Electric Vehicles: False Information Still Being Spread By Former BBC Personality

Dec 05, 2016 09:33 AM EST | Matthew Cruz


Jeremy Clarkson, a TV personality and car enthusiast, is back to dangerously spreading false information about electric vehicles. A former co-host on BBC's long-running "Top Gear" and now costar in "The Grand Tour," produced by Amazon Prime.

Clarkson spoke to Business Insider, alleging in the interview that electric vehicles were behind massive power outages, threatened the environment and would cause a deadly surge in demand for electricity: none of which are true.

Clarkson's skepticism over electric vehicles has a storied history, going as far back as seven years ago when he tested a Tesla Roadster on "Top Gear." The episode depicted the vehicle quickly running out of charge, an episode that infuriated Tesla to a degree so high it brought the case to court.

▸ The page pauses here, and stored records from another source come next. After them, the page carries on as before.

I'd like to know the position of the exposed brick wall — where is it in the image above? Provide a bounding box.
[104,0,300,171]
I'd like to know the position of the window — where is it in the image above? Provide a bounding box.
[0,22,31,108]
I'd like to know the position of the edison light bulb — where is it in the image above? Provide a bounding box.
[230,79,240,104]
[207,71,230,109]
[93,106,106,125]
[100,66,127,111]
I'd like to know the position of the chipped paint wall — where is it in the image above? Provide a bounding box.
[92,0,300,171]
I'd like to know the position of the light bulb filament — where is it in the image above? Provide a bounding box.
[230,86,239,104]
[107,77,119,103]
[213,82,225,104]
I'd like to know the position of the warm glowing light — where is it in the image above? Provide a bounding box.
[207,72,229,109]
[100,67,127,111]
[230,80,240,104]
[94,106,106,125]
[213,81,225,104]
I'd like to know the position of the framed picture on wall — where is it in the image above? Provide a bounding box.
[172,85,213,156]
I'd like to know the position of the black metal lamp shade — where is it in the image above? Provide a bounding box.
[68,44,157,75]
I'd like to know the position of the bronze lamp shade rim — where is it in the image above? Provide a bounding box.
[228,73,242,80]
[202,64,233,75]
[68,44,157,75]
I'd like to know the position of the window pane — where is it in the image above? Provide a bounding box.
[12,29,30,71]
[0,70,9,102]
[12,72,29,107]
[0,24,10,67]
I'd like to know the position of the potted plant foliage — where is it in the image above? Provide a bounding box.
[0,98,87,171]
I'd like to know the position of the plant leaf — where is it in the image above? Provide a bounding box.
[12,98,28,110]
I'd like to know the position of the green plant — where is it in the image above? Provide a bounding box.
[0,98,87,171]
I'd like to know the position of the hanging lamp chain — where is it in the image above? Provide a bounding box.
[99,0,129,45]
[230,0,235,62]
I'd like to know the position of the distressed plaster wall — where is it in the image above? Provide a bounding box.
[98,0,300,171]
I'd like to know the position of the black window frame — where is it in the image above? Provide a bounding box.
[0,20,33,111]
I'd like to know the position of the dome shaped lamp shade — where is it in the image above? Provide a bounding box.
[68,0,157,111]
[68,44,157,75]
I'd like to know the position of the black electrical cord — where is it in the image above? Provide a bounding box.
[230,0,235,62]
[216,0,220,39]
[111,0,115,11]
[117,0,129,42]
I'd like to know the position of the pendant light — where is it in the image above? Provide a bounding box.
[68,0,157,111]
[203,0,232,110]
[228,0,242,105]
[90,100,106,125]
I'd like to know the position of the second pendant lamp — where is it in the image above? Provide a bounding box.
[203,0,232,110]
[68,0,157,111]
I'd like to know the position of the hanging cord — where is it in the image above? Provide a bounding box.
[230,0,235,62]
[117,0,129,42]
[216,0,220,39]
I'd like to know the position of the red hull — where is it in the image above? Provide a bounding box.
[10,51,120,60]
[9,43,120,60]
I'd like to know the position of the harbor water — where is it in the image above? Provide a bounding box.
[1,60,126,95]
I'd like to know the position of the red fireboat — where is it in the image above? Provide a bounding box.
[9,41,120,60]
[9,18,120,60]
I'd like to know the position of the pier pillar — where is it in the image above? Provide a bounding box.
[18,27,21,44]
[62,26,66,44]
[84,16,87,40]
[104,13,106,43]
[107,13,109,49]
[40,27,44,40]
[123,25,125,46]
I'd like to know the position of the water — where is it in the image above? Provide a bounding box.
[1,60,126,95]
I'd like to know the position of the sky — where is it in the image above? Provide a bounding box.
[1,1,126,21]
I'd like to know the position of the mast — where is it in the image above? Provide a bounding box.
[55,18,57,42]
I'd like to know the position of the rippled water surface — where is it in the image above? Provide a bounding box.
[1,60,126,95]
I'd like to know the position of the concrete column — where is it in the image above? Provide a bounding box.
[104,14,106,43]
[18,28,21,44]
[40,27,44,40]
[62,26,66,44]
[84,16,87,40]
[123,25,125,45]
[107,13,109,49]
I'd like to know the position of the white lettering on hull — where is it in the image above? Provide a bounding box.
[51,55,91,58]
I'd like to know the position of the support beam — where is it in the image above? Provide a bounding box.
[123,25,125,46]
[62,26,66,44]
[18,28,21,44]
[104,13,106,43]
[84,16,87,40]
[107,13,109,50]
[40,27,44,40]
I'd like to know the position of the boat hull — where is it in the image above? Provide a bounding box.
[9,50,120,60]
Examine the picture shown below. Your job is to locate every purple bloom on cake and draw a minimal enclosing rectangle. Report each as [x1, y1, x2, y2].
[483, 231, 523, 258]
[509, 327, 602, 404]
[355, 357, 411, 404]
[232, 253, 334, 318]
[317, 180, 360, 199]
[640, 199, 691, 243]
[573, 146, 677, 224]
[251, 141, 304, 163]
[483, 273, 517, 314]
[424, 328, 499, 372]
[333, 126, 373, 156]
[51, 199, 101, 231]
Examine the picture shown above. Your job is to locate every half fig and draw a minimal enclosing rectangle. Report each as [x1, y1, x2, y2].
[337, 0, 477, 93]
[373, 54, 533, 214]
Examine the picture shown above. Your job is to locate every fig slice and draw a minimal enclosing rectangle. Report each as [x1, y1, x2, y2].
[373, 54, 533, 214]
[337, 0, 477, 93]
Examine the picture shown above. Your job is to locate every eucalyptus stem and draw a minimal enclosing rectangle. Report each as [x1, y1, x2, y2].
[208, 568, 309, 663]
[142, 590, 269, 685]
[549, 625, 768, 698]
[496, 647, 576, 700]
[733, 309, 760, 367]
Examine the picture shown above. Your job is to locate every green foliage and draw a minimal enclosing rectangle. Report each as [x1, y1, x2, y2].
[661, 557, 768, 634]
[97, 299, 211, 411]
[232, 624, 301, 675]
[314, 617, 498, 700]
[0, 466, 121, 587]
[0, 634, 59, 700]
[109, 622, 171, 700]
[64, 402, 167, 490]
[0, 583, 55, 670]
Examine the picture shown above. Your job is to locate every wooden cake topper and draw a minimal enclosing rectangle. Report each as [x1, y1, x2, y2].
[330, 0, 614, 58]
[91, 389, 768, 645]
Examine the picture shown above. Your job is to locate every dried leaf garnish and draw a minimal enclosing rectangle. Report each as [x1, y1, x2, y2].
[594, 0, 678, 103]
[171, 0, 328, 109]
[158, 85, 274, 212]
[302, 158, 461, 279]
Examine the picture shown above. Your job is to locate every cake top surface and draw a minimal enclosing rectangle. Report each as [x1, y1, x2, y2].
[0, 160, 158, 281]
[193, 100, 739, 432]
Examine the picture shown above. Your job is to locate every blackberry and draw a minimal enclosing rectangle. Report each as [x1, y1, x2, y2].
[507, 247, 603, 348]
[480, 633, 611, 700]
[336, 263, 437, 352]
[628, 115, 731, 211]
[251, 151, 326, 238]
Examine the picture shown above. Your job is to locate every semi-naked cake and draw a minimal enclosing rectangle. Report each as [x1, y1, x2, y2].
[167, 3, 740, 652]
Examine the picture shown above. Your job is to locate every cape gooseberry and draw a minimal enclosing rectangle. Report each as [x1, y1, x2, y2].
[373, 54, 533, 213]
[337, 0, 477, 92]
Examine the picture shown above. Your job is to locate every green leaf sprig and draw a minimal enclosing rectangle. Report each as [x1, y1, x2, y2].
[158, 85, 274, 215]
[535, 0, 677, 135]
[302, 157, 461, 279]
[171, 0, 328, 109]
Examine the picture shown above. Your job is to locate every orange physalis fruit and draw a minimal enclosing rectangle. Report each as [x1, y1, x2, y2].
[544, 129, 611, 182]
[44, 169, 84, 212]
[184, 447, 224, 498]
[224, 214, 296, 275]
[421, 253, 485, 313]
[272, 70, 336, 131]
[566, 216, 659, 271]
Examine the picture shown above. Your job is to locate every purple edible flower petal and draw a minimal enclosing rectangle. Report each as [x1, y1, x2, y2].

Tesla eventually lost, only because a judge demeed "Top Gear" an entertainment show, meaning it didn't have to follow the same strict adherence to facts. 

In the Business Insider interview that Clarkson gave as part of a publicity tour for his new show, he said he would never be a fan of electric vehicles, advocating for hydrogen fuel cell cars instead. He condemned the industry's acceptance and increasing interest in electric vehicles, saying that it decreases the demand for hydrogen. The world needs to have fuel cell cars, Clarkson said. 

The reasons he provided for his disdain of electric vehicles, however, were all baseless. Clarkson said that charging phones alone already causes brownouts in New York, that the US is "barely coping" with electricity demand and that constructing charging stations would not be environment friendly. 

According to Green Car Reports, which debunked each of Clarkson's claims, brownouts in New York City are actually the result of air conditioners: phone-charging has no connection to it. The website added that the adoption of electric vehicles would be a slow process that utility providers are preparing themselves for, which nearly eliminates the possibility of a sudden demand surge that providers will be unable to keep up with. 

As for Clarkson's fascination with hydrogen, fuel cell cars have been in "perpetual development limbo" for over twenty years with little progress, according to Jalopnik. And not only have electric vehicles risen in popularity, they're more energy-efficient: A hydrogen car would consume thrice the energy that an electric vehicle would to go the same one mile, something Clarkson would be better off taking into consideration.